We’ve all heard it said, “It’s not the situation; it’s how you deal with the situation that determines your stress.” Sounds simple, doesn’t it? Change your mind about something and you change your experience of it. Attitude is everything, isn’t it?
Yes and no.
Psychologists have long held that individuals with an internal locus of control, who believe they have a significant degree of self-determination in the course of their lives, fare better than those with an external locus of control.
By contrast, an external locus of control is a belief that life is basically a random stream of events and that luck, the Fates, and other people are really in charge of your future. It’s all a matter of how you interpret events.
Sue lands a job that she loves and determines that this is her reward for years of hard study and a strong work ethic. John lands his dream job and believes he happened to be in the right place at the right time. Both are probably valid perspectives and neither interpretation will have much bearing on their psychological health since the situation in question is a happy one.
But what happens when life falls apart?
Let’s say Sue gets into a car accident shortly after accepting the new job offer and within the week finds out her husband has to undergo a biopsy for a suspicious tumor. Having a predisposition toward an internal locus of control is likely to result in Sue being proactive with these stressors. She is unlikely to generalize these events and judge her life in general as falling apart.
Although she may be overwhelmed, Sue won’t be prone to catastrophizing. She will likely devote her time to making plans to meet the new demands, believing that she will find a way to get through these stressors and come out on top. She has an inherent belief in herself that will allow her to weather the storm.
John on the other hand, faced with an accident and an ill spouse, might be more inclined to feel helpless and overwhelmed, waiting for the other shoe to drop. He might go so far as to wonder whether these circumstances are signs that he has made wrong choices in other areas of his life and he may begin to question seemingly unrelated issues like his acceptance of the new job offer.
He may second guess himself or take this string of events as evidence that he is not meant to get ahead in life. His inherent belief is that the world is a difficult place and you just have to do the best you can to survive it and that anyone who is too optimistic is wearing rose-colored glasses.
Whose outlook is correct?
Probably both. The world is as much a source of agony as it is a source of joy. The question is not whose truth is more valid, but who stands the best chance of thriving in whatever circumstances occur. Whether she is an optimistic woman by nature (born that way) or nurture (raised that way), Sue has the cards tipped in her favor where stress resilience is concerned.
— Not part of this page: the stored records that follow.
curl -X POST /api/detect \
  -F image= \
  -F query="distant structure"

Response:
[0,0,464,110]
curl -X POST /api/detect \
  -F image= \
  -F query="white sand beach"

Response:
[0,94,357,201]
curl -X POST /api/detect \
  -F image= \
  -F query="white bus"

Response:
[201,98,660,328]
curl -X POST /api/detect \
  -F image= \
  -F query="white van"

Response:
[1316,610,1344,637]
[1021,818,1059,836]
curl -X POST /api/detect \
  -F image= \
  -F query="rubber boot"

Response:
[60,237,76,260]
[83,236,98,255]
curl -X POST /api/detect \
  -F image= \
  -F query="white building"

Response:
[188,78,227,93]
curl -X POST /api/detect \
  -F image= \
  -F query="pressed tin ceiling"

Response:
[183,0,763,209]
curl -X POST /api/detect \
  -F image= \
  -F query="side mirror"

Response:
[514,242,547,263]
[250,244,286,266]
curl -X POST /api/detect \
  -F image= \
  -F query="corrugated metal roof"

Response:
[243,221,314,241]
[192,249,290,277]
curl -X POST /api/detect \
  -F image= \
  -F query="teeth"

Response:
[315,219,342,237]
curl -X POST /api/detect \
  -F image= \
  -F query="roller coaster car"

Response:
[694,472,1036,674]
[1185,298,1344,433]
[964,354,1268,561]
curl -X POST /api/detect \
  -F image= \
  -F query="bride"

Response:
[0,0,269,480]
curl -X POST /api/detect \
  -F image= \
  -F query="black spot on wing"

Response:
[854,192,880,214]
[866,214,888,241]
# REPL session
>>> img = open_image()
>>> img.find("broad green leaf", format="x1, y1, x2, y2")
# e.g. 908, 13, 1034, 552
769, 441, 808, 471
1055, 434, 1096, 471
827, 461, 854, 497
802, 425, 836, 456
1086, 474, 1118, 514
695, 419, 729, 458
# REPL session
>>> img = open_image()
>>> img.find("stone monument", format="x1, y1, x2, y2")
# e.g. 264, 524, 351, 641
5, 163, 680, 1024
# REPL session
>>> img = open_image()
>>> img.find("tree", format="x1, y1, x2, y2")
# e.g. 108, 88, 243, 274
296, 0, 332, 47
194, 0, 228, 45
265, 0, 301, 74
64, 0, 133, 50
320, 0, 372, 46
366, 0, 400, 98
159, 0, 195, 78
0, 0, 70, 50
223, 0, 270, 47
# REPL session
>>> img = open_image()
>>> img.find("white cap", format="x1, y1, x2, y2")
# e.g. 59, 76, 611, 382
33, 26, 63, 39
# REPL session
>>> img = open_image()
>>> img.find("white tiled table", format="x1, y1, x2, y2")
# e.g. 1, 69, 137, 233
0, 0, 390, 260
But what if you don’t think like Sue? Or what if you do and life has simply thrown too many things your way to manage?
This is where the “just stay positive” advice starts to wear thin for most people. Everyone has a limit in what they can handle and we can’t just think ourselves out of one crisis after another without hitting a wall at some point.
It isn’t just how you think about things. It’s what you do to cultivate a lifestyle that will help you maintain the mental focus you will need, when fatigue and chaos come to visit you, that will determine your optimal level of stress resilience and wellness over the long run.
Why should you think about adopting stress management practices as a lifestyle? Isn’t that just putting a bandage on the problem? Maybe I just want to avoid stress altogether!
Good luck! The fact is that you really don’t have control over what lands on your plate and when. No one knows this better than the generation now in middle age. With our well-publicized extended life span, dealing with the needs of aging parents (many of whom may now be living in separate households due to divorce or may be geographically distant from their children) is a reality faced by many.
For many, career pressures add up for those who are now in senior positions at work. Too, the demands of launching a family of one’s own increase the pressure. And, of course, there is the reality that the signs of one’s own aging are becoming more evident.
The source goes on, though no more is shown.